No interaction with food or concomitantly administered antacids has been found.
As LOSEC is metabolised in the liver through cytochrome P450 2C19 (CYP2C19), it can prolong the elimination of diazepam, warfarin (R-warfarin) and phenytoin, which are all in part substrates for this enzyme. Monitoring of patients receiving warfarin and phenytoin is recommended and a reduction of phenytoin or warfarin dose may be necessary. However concomitant treatment with LOSEC 20 mg daily did not change the blood concentration of phenytoin in patients on continuous treatment with this medicine. Similarly concomitant treatment with LOSEC 20 mg daily did not change coagulation time in patients on continuous treatment with warfarin.
Plasma concentrations of omeprazole and clarithromycin are increased during concomitant administration but there is no interaction with metronidazole or amoxicillin. These antimicrobials are used together with omeprazole for eradication of Helicobacter pylori.
Results from a range of interaction studies with LOSEC versus other medicines indicate that omeprazole, 20-40 mg given repeatedly, has no influence on any other relevant isoforms of CYP, as shown by the lack of metabolic interaction with substrates for CYP1A2 (caffeine, phenacetin, theophylline), CYP2C9 (S-warfarin, piroxicam, diclofenac and naproxen), CYP2D6 (metoprolol, propranolol), CYP2E1 (ethanol), and CYP3A (cyclosporin, lidocaine, quinidine, estradiol, erythromycin, budesonide).
Overdosage
Rare reports have been received of overdosage with omeprazole. In the literature doses of up to 560 mg have been described and occasional reports have been received when single oral doses have reached up to 2,400 mg omeprazole (120 times the usual recommended clinical dose). Nausea, vomiting, dizziness, abdominal pain, diarrhoea and headache have been reported from overdosage with omeprazole. Also apathy, depression and confusion have been described in single cases.
The symptoms described in connection to omeprazole overdosage have been transient, and no serious outcome due to omeprazole has been reported. The rate of elimination was unchanged (first order kinetics) with increased doses and no specific treatment has been needed.
Pharmaceutical Precautions
Shelf-life and storage conditions
3 years when stored tightly closed in the original container below 25°C.

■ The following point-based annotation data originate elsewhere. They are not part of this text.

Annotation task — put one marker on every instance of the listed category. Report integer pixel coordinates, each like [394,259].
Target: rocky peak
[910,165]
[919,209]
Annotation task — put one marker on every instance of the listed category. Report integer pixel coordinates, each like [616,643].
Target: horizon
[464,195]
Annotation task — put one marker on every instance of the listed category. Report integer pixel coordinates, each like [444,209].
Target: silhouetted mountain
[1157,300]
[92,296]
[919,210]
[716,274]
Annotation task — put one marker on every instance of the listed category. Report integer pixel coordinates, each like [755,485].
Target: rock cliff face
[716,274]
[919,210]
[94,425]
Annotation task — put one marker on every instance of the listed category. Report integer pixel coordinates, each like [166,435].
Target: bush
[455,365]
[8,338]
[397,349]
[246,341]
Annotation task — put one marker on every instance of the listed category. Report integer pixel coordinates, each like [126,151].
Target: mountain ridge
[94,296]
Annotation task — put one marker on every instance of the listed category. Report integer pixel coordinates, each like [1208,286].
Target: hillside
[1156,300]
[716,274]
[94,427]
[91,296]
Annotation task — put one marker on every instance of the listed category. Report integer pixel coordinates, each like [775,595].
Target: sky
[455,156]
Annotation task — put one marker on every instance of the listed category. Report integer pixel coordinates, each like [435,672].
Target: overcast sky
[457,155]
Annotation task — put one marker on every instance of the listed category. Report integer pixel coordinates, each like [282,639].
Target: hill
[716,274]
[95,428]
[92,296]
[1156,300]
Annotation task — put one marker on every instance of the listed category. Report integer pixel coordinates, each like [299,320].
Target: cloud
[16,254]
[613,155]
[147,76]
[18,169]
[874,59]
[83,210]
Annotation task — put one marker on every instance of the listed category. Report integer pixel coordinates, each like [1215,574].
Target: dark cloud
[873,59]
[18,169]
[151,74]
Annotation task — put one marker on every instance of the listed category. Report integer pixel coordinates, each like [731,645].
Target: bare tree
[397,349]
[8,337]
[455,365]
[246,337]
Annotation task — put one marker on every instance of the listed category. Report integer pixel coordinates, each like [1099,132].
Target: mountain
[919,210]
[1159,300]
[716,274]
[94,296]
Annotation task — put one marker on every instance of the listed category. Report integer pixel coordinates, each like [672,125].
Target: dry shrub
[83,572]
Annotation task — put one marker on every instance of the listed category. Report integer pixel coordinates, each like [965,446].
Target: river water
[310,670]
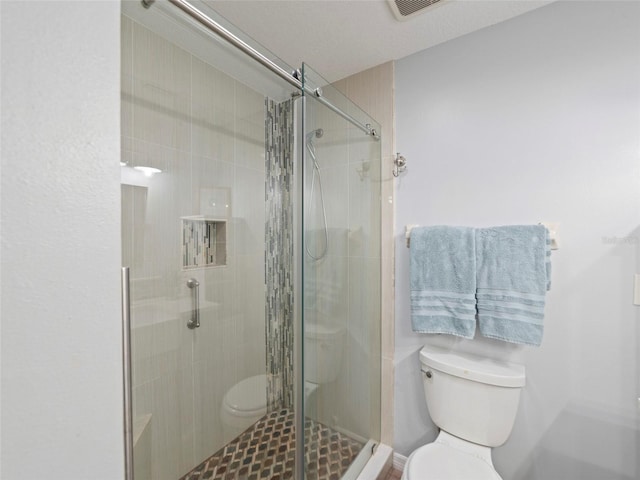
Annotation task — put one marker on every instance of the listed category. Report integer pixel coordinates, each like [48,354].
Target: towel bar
[551,226]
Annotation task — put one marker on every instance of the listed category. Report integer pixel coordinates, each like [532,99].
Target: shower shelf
[204,242]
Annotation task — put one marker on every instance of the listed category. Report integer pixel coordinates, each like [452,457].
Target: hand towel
[443,280]
[513,274]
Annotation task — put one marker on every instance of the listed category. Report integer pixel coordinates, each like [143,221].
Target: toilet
[473,400]
[246,402]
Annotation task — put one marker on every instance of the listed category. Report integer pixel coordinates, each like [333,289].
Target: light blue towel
[513,275]
[443,280]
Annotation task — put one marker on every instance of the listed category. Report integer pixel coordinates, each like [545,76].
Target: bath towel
[443,280]
[513,275]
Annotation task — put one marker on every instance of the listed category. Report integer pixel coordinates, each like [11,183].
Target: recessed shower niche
[204,242]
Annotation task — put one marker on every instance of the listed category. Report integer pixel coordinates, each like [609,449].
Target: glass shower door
[341,283]
[195,116]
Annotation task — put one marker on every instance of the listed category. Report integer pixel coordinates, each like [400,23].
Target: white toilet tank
[323,350]
[471,397]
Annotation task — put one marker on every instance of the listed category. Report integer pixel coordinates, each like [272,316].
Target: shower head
[317,133]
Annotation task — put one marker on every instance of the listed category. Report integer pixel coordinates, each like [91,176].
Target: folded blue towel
[443,280]
[513,275]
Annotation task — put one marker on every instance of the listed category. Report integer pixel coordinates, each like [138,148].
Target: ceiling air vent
[405,9]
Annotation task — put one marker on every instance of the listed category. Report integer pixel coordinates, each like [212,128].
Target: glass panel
[341,240]
[212,129]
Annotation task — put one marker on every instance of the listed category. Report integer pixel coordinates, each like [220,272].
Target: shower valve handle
[194,285]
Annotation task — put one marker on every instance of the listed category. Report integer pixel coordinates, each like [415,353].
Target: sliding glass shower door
[194,235]
[341,280]
[250,226]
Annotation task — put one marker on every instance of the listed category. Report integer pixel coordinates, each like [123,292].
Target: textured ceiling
[342,37]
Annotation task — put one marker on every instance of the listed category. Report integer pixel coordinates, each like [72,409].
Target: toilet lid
[436,461]
[248,395]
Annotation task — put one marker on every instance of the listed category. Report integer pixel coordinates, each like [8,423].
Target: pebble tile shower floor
[267,451]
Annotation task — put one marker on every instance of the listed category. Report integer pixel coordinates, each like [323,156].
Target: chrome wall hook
[399,165]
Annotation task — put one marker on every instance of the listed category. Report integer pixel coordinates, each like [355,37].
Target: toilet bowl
[246,402]
[473,400]
[243,405]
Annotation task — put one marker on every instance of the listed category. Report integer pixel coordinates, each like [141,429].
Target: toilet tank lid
[473,367]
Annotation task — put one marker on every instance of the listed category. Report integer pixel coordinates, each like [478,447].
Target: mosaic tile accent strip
[203,243]
[279,254]
[267,451]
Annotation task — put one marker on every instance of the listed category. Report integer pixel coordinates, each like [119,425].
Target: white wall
[61,340]
[372,90]
[537,119]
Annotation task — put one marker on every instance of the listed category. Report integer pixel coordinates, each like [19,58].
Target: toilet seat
[438,461]
[248,397]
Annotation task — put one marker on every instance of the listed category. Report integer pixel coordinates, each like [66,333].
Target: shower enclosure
[251,234]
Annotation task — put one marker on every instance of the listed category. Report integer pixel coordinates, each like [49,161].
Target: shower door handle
[194,285]
[126,375]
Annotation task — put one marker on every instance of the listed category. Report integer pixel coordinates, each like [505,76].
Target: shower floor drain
[267,451]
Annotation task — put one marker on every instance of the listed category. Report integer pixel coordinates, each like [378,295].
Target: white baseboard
[377,463]
[399,461]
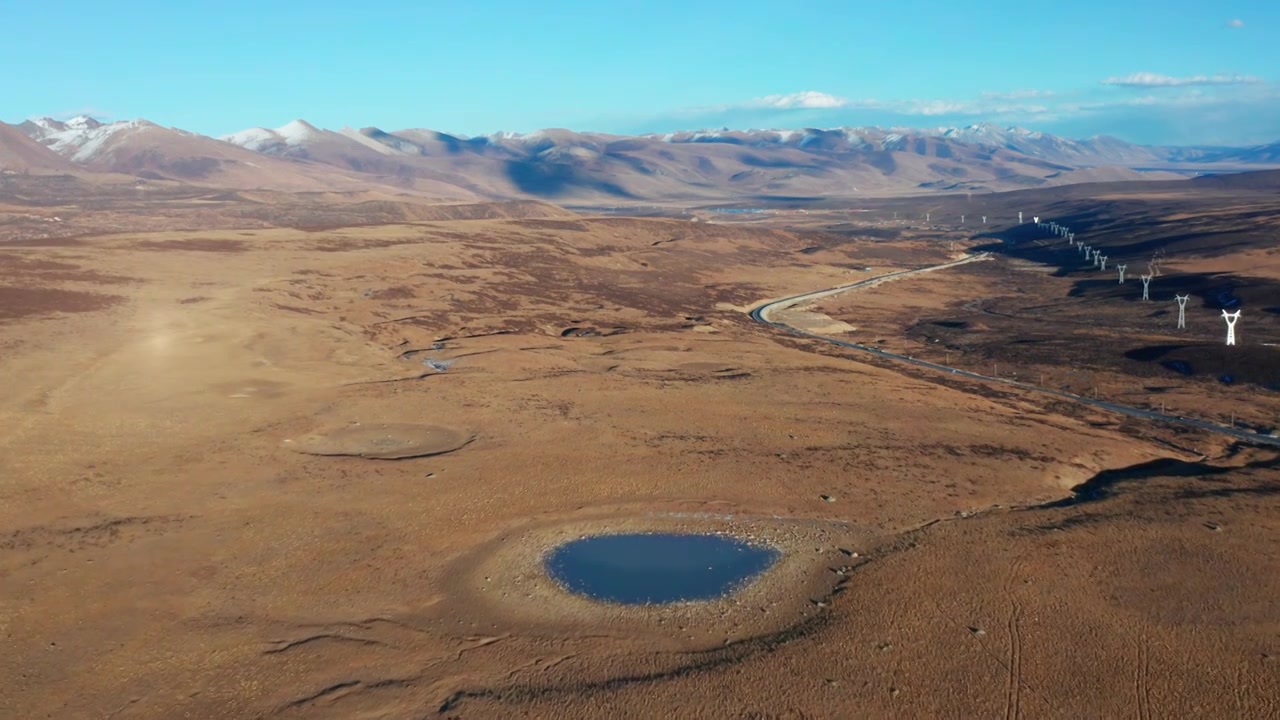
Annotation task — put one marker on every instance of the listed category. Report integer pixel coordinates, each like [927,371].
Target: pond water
[657,568]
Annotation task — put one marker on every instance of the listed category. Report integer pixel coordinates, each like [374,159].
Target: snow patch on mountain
[264,140]
[82,139]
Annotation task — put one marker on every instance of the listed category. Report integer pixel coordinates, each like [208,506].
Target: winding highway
[762,314]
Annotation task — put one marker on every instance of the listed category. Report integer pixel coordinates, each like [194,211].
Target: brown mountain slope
[19,154]
[147,150]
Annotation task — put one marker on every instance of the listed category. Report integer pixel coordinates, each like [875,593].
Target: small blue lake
[657,568]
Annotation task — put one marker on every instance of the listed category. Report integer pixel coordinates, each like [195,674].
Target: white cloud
[809,99]
[1156,80]
[1018,94]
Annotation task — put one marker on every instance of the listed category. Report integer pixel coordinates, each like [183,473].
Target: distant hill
[595,168]
[21,154]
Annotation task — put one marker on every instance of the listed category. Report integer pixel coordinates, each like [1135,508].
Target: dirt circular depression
[506,582]
[383,441]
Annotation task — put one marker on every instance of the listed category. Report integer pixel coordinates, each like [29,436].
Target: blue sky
[1147,71]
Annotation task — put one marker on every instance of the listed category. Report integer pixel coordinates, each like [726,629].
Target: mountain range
[584,167]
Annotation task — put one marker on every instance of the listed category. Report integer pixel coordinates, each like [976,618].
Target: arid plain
[188,525]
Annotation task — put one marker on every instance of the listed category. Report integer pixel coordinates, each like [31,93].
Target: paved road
[762,315]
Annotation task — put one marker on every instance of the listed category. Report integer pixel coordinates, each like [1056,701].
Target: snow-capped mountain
[558,163]
[274,141]
[82,139]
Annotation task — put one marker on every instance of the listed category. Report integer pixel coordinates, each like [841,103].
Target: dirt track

Shelf-life of three months when stored in non-original container.
Package Quantities
HDPE bottles of 30 capsules.
Further Information
Composition
Each capsule contains: omeprazole 10mg, 20mg or 40mg.
Constituents:
- disodium hydrogen phosphate dihydrate
- hydroxypropyl cellulose
- hydroxypropyl methylcellulose
- lactose anhydrous
- magnesium stearate
- mannitol
- methacrylic acid co-polymer
- microcrystalline cellulose
- macrogol (polyethylene glycol)
- sodium lauryl sulphate
- iron oxide (E 172)
- titanium dioxide (E 171)
- gelatine
Preclinical safety data
Gastric ECL-cell hyperplasia and carcinoids, have been observed in life-long studies in rats treated with omeprazole. These changes are the result of sustained hypergastrinaemia secondary to acid inhibition. Similar findings have been made after treatment with H2-receptor antagonists, proton pump inhibitors and after partial fundectomy. Thus, these changes are not from a direct effect of any individual drug.